Junto a este intensísimo sueño, recién hemos despertado de una pesadilla en la que Cuba es ese sitio al cual va la gente a divertirse a pleno sol, mientras que, de puertas adentro, una dictadura doblega brutalmente a un pueblo puesto de rodillas.

Es una pesadilla en la que nadie oye nuestras voces, a uno y otro lado del mar. Ni las voces de dentro de Cuba, ni las Casandras de la diáspora.

Somos descendientes de hombres y mujeres que se lanzaron al mar.

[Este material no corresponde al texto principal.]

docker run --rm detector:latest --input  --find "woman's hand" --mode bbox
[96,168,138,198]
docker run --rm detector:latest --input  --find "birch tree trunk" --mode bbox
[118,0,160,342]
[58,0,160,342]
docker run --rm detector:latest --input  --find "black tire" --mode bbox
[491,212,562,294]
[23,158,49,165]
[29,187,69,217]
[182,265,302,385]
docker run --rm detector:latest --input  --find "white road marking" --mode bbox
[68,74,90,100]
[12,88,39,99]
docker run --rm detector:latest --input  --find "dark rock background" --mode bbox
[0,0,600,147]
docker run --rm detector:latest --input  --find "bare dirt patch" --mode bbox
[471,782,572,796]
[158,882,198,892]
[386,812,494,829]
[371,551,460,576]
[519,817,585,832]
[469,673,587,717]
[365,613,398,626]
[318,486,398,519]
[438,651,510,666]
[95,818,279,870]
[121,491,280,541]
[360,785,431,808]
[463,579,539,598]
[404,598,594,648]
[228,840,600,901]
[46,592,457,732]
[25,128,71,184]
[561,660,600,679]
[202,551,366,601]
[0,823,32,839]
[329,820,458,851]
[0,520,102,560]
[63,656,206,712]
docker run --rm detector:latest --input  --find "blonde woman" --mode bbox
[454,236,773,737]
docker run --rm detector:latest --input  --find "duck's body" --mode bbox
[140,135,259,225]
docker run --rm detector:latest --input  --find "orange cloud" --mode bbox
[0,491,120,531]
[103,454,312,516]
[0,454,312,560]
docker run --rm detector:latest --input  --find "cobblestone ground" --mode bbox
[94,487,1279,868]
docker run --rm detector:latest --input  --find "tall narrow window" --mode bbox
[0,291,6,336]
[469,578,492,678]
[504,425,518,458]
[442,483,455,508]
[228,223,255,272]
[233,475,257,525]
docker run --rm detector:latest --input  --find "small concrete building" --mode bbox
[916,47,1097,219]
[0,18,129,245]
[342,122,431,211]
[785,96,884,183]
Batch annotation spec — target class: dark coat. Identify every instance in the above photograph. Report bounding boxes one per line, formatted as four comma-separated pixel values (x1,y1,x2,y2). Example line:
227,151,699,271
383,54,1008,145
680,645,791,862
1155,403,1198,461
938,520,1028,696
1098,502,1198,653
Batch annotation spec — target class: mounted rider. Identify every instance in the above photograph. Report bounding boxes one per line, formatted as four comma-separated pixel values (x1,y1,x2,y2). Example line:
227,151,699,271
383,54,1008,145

Algunos de esos cuerpos se hundieron hasta el fondo brutal del océano, mientras intentaban escapar en balsas improvisadas con neumáticos y retazos de lona.

Somos descendientes de gente que vitoreaba “el año que viene en Cuba”, hasta que la frase les laceró la garganta. Hasta que perdieron toda esperanza. Y ahora llevamos esas voces dentro de nosotros y las proyectamos a nuestro mundo.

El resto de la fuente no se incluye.